Archive for July, 2007

Baby Pop Art

Tuesday, July 31st, 2007

Only a bored mother would make her child into a art project. I am one bored mother. Check out my attempt at Zachary Warhol art.

Only a mother would think her child could inspire Andy Warhol.

zachwarhol.jpg

Do not thwart my minimalism!

Tuesday, July 31st, 2007

Do you remember your first birthday? Neither do I. But for some reason first birthday parties can be the biggest, most-over-the top occasions in a child’s life. All for a day they will never remember.

I thought we’d just have a family event for my son’s birthday. That includes some family, a few close friends, cake and beverages. For me, big parties give me a headache.

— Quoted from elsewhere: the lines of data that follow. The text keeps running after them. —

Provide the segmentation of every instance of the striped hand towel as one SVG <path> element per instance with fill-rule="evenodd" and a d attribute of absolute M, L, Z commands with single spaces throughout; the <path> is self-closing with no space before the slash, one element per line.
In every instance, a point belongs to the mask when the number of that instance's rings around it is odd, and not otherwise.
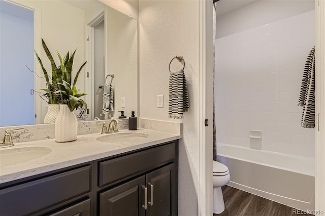
<path fill-rule="evenodd" d="M 170 72 L 168 118 L 182 118 L 188 111 L 189 102 L 186 80 L 183 70 Z"/>
<path fill-rule="evenodd" d="M 305 64 L 298 106 L 304 107 L 301 126 L 315 127 L 315 47 L 310 51 Z"/>
<path fill-rule="evenodd" d="M 104 87 L 103 95 L 103 113 L 114 111 L 114 90 L 112 85 L 106 84 Z"/>

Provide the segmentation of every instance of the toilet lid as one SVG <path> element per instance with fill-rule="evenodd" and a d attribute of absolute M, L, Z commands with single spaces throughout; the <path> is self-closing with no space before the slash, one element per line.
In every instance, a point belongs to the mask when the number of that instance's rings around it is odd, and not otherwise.
<path fill-rule="evenodd" d="M 213 161 L 213 172 L 214 173 L 223 173 L 228 171 L 228 167 L 225 165 L 222 164 L 221 163 Z"/>

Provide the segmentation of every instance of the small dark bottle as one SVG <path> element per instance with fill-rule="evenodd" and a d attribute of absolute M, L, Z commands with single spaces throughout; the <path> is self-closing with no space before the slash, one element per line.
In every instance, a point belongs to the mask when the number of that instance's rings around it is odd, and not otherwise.
<path fill-rule="evenodd" d="M 118 112 L 121 112 L 121 116 L 118 116 L 118 118 L 126 118 L 126 116 L 124 115 L 124 111 L 119 111 Z"/>
<path fill-rule="evenodd" d="M 138 129 L 138 118 L 134 115 L 134 111 L 132 112 L 132 115 L 131 117 L 128 118 L 128 129 L 136 130 Z"/>

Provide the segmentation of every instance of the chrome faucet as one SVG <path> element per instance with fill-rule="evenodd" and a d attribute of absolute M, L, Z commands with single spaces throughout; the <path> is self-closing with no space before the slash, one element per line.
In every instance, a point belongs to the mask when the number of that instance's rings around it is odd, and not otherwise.
<path fill-rule="evenodd" d="M 118 130 L 117 129 L 117 124 L 118 123 L 118 121 L 116 119 L 111 120 L 110 124 L 108 125 L 108 129 L 107 129 L 107 127 L 106 126 L 106 122 L 97 122 L 97 123 L 103 124 L 102 132 L 101 132 L 101 134 L 112 134 L 113 133 L 118 132 Z"/>
<path fill-rule="evenodd" d="M 117 124 L 118 124 L 118 121 L 116 119 L 112 119 L 110 122 L 109 125 L 108 125 L 108 133 L 118 132 Z"/>
<path fill-rule="evenodd" d="M 12 131 L 21 131 L 24 129 L 23 127 L 19 127 L 14 129 L 7 129 L 6 131 L 5 134 L 5 137 L 4 137 L 4 140 L 2 143 L 0 143 L 0 148 L 10 147 L 14 146 L 14 143 L 12 142 L 12 137 L 11 137 L 11 134 L 10 132 Z"/>

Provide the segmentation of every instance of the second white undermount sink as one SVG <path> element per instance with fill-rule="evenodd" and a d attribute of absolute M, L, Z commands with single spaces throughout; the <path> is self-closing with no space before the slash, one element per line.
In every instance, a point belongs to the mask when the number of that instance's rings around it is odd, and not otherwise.
<path fill-rule="evenodd" d="M 149 135 L 144 133 L 125 132 L 104 135 L 96 140 L 105 143 L 125 143 L 140 141 L 148 137 Z"/>
<path fill-rule="evenodd" d="M 2 149 L 0 150 L 0 166 L 9 166 L 34 160 L 45 156 L 51 151 L 52 150 L 49 148 L 41 147 Z"/>

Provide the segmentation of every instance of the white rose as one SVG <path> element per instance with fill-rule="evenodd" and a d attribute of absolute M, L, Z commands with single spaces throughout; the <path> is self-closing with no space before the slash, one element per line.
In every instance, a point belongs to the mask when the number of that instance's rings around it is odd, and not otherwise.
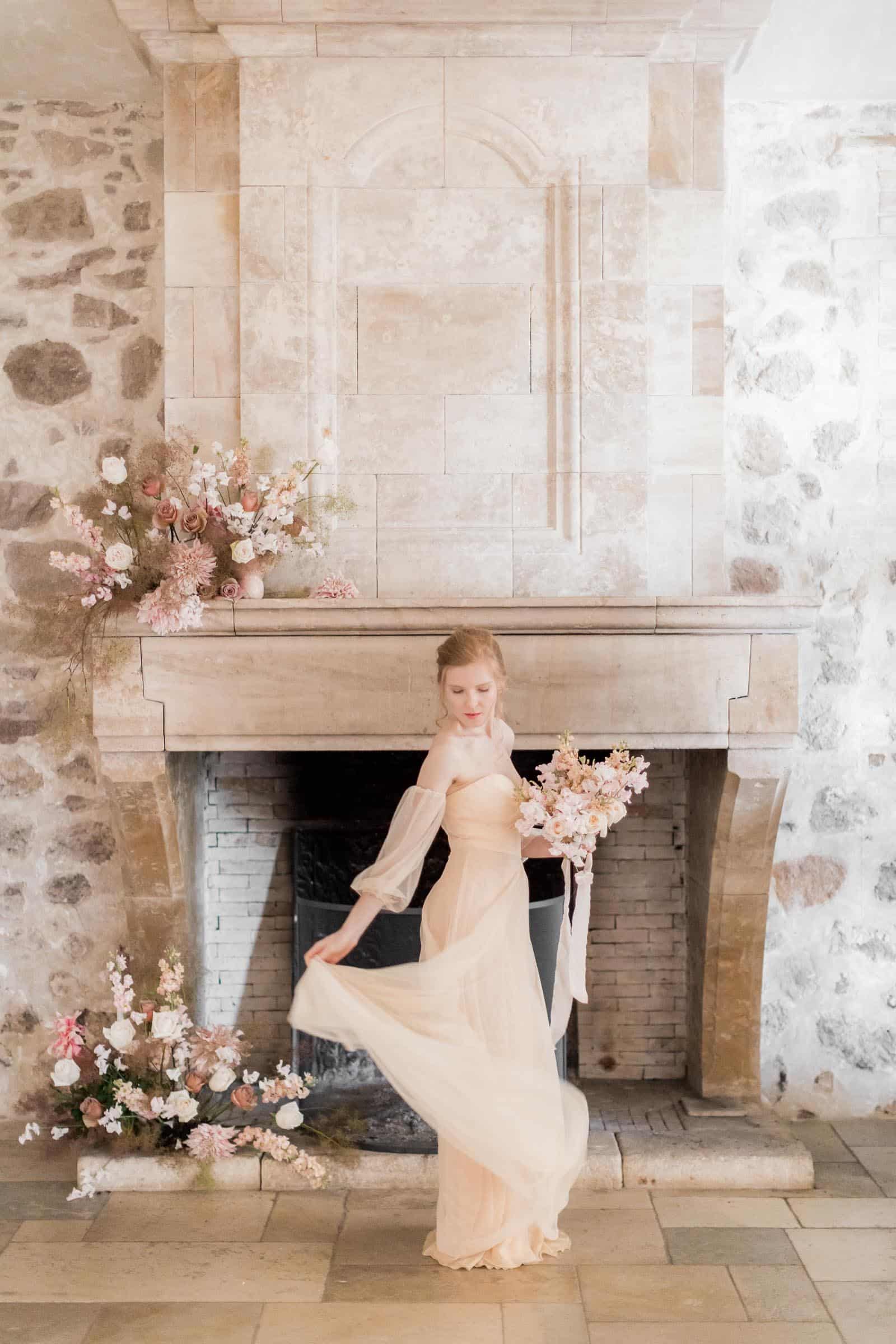
<path fill-rule="evenodd" d="M 128 480 L 128 464 L 124 457 L 103 457 L 101 470 L 103 481 L 109 481 L 110 485 L 121 485 Z"/>
<path fill-rule="evenodd" d="M 249 564 L 250 560 L 255 559 L 251 538 L 243 536 L 239 542 L 231 542 L 230 554 L 234 559 L 234 564 Z"/>
<path fill-rule="evenodd" d="M 126 1051 L 137 1035 L 134 1024 L 126 1017 L 122 1017 L 121 1021 L 113 1021 L 111 1027 L 103 1027 L 102 1034 L 111 1048 L 118 1051 Z"/>
<path fill-rule="evenodd" d="M 106 564 L 110 570 L 128 570 L 134 563 L 134 552 L 126 542 L 114 542 L 106 547 Z"/>
<path fill-rule="evenodd" d="M 185 1087 L 169 1093 L 161 1113 L 165 1120 L 193 1120 L 199 1114 L 199 1102 L 191 1097 Z"/>
<path fill-rule="evenodd" d="M 274 1120 L 277 1121 L 281 1129 L 298 1129 L 305 1117 L 302 1116 L 296 1102 L 290 1101 L 285 1106 L 279 1107 L 279 1110 L 274 1116 Z"/>
<path fill-rule="evenodd" d="M 208 1086 L 211 1091 L 227 1091 L 232 1082 L 236 1082 L 236 1074 L 230 1064 L 219 1064 L 208 1079 Z"/>
<path fill-rule="evenodd" d="M 56 1087 L 71 1087 L 81 1078 L 81 1068 L 74 1059 L 58 1059 L 50 1077 Z"/>
<path fill-rule="evenodd" d="M 180 1013 L 173 1008 L 164 1008 L 152 1015 L 152 1035 L 159 1040 L 171 1040 L 180 1030 Z"/>

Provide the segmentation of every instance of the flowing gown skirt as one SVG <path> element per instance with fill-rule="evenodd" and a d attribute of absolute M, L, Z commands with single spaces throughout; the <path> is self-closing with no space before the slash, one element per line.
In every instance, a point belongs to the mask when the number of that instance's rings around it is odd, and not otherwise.
<path fill-rule="evenodd" d="M 437 1226 L 422 1254 L 451 1269 L 566 1250 L 557 1214 L 587 1150 L 587 1101 L 557 1075 L 501 778 L 449 796 L 451 855 L 423 906 L 420 960 L 312 960 L 289 1013 L 293 1027 L 365 1048 L 435 1129 Z"/>

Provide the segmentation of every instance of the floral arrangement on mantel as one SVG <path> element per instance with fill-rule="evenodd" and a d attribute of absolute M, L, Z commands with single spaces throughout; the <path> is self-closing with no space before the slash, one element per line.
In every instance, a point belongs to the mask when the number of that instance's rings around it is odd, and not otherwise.
<path fill-rule="evenodd" d="M 56 1013 L 55 1039 L 47 1054 L 55 1056 L 50 1081 L 59 1124 L 55 1140 L 66 1134 L 86 1137 L 91 1130 L 134 1138 L 159 1152 L 185 1152 L 201 1163 L 232 1157 L 243 1148 L 289 1163 L 320 1189 L 328 1184 L 324 1164 L 296 1148 L 287 1133 L 300 1128 L 320 1133 L 304 1121 L 298 1102 L 309 1095 L 316 1079 L 294 1074 L 278 1063 L 277 1075 L 261 1078 L 243 1068 L 250 1046 L 232 1027 L 197 1027 L 181 997 L 184 966 L 176 949 L 159 960 L 160 980 L 154 997 L 140 1000 L 134 1009 L 134 981 L 122 949 L 106 964 L 116 1019 L 102 1028 L 102 1039 L 87 1046 L 85 1012 Z M 263 1107 L 269 1107 L 267 1111 Z M 262 1122 L 223 1125 L 220 1120 L 262 1109 Z M 253 1117 L 258 1120 L 258 1114 Z M 28 1122 L 19 1136 L 26 1144 L 40 1133 Z M 95 1136 L 94 1136 L 95 1137 Z M 321 1137 L 334 1142 L 332 1136 Z M 93 1198 L 89 1177 L 69 1199 Z"/>
<path fill-rule="evenodd" d="M 103 457 L 101 493 L 89 501 L 103 526 L 54 491 L 52 507 L 89 552 L 50 554 L 50 564 L 79 583 L 83 636 L 95 618 L 133 607 L 154 634 L 196 629 L 212 598 L 262 597 L 265 574 L 290 551 L 322 555 L 312 521 L 355 508 L 339 491 L 309 497 L 316 460 L 266 474 L 254 470 L 246 439 L 211 450 L 216 462 L 204 461 L 197 444 L 168 438 L 137 473 L 138 487 L 124 457 Z"/>

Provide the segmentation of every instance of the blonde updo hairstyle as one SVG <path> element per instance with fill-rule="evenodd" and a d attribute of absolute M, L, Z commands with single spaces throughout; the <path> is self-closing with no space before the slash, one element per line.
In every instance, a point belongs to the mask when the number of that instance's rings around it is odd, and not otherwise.
<path fill-rule="evenodd" d="M 458 625 L 449 634 L 447 640 L 439 644 L 435 652 L 437 684 L 439 691 L 439 704 L 443 712 L 438 716 L 437 726 L 442 727 L 441 719 L 447 715 L 445 703 L 445 673 L 449 668 L 465 668 L 472 663 L 490 663 L 498 694 L 494 703 L 494 718 L 504 715 L 502 696 L 506 688 L 506 668 L 501 646 L 490 630 L 481 625 Z"/>

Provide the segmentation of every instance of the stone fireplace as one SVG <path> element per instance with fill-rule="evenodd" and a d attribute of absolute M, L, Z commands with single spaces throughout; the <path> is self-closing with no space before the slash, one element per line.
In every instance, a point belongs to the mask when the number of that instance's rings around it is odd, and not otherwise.
<path fill-rule="evenodd" d="M 501 638 L 519 750 L 656 759 L 599 852 L 580 1077 L 759 1091 L 766 907 L 813 603 L 603 598 L 215 602 L 206 629 L 95 644 L 94 732 L 132 943 L 191 950 L 206 1017 L 285 1055 L 296 753 L 422 750 L 453 625 Z M 375 778 L 376 761 L 371 755 Z"/>

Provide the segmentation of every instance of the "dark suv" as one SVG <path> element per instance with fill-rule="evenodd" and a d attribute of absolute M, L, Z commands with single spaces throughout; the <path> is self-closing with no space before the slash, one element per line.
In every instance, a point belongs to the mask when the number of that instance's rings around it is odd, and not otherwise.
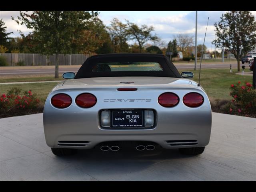
<path fill-rule="evenodd" d="M 247 55 L 246 56 L 243 57 L 241 59 L 241 61 L 242 61 L 242 63 L 243 64 L 244 63 L 250 63 L 252 60 L 253 60 L 253 57 L 252 57 L 252 56 L 251 55 Z"/>

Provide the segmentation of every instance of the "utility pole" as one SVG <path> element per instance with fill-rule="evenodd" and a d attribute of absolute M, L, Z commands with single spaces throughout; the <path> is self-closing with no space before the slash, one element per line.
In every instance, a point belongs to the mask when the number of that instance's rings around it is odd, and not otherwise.
<path fill-rule="evenodd" d="M 215 34 L 215 40 L 216 40 L 216 34 Z M 216 61 L 216 44 L 215 44 L 215 61 Z"/>
<path fill-rule="evenodd" d="M 195 67 L 194 68 L 194 70 L 196 70 L 196 62 L 197 61 L 197 11 L 196 11 L 196 42 L 195 47 Z"/>
<path fill-rule="evenodd" d="M 224 48 L 222 47 L 222 63 L 224 62 Z"/>
<path fill-rule="evenodd" d="M 222 42 L 222 63 L 224 62 L 224 46 L 223 46 L 223 44 L 224 44 L 224 42 Z"/>

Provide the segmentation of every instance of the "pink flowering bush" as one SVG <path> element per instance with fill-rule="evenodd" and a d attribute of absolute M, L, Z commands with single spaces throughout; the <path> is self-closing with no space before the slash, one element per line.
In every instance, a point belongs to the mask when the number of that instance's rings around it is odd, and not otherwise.
<path fill-rule="evenodd" d="M 23 94 L 21 92 L 20 89 L 14 88 L 6 94 L 0 94 L 1 117 L 6 114 L 22 114 L 37 108 L 40 101 L 36 94 L 33 94 L 31 90 L 25 91 Z"/>
<path fill-rule="evenodd" d="M 233 97 L 228 110 L 230 114 L 243 114 L 246 116 L 256 112 L 256 90 L 246 82 L 241 84 L 239 81 L 230 86 L 230 96 Z"/>

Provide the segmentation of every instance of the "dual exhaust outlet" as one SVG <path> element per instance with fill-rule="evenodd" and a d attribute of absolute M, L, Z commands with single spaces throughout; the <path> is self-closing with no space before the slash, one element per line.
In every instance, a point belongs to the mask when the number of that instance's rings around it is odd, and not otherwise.
<path fill-rule="evenodd" d="M 153 145 L 148 145 L 146 146 L 144 145 L 138 145 L 136 147 L 136 150 L 138 151 L 143 151 L 145 149 L 151 150 L 154 150 L 155 148 L 156 147 Z M 112 151 L 117 151 L 120 149 L 120 148 L 118 146 L 114 146 L 110 147 L 109 146 L 104 145 L 100 147 L 100 149 L 101 150 L 104 151 L 107 151 L 109 150 Z"/>

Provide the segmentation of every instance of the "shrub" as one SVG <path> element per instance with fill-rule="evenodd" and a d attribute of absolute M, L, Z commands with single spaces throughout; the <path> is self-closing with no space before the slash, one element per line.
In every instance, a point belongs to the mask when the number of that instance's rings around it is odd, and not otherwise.
<path fill-rule="evenodd" d="M 20 89 L 13 88 L 6 94 L 0 94 L 1 114 L 24 114 L 24 112 L 31 111 L 38 106 L 40 101 L 36 98 L 36 94 L 33 94 L 31 90 L 25 91 L 22 95 L 20 95 L 21 92 Z"/>
<path fill-rule="evenodd" d="M 16 63 L 16 65 L 18 65 L 18 66 L 25 66 L 26 65 L 24 61 L 22 60 L 19 61 L 18 62 Z"/>
<path fill-rule="evenodd" d="M 190 59 L 191 59 L 191 57 L 183 57 L 183 60 L 184 61 L 186 61 L 187 62 L 189 62 L 189 61 L 190 60 Z"/>
<path fill-rule="evenodd" d="M 8 63 L 5 57 L 0 56 L 0 66 L 7 66 Z"/>
<path fill-rule="evenodd" d="M 238 81 L 236 84 L 232 84 L 230 88 L 233 99 L 227 109 L 230 114 L 246 116 L 256 113 L 256 90 L 252 84 L 246 82 L 242 85 Z"/>
<path fill-rule="evenodd" d="M 9 50 L 7 49 L 6 47 L 4 46 L 3 45 L 0 45 L 0 53 L 4 53 L 6 52 L 7 52 Z"/>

This is unlike my mother-in-law who loves to throw large gatherings and has napkins, plates, and special dishes for about every special occasion on the calendar. Did you know they make special plates for smoked salmon and asparagus? Oh, yes. She has them. But to her credit, her gatherings are very classy and would put Martha Stewart to shame. She rocks at throwing bridal showers: blue ribbon all the way.

I, on the other hand, think chips and salsa are good appetizers. At the last party I hosted the food options were brats or brats and we ran out at the party’s half-way point. I sent the birthday boy and his out-of-town guest out to fetch more. I’m not even Rachel Ray. Although, to my credit, I don’t claim I invented the recipe for Lil’ Smokey’s and BBQ (…Ms. Ray).

My son’s first birthday will involve 16 people, one large Cold Stone Creamery ice cream cake, lemonade and home video entertainment. That’s it. My invite was constructed in Photoshop and emailed to my guest five days (yes, only five days) before the event. Call me a slacker. I prefer the term: minimalist.

Evite

My guys

Monday, July 30th, 2007

My boys

Above (Mark and Zach in happier times: ie, pre-molar.)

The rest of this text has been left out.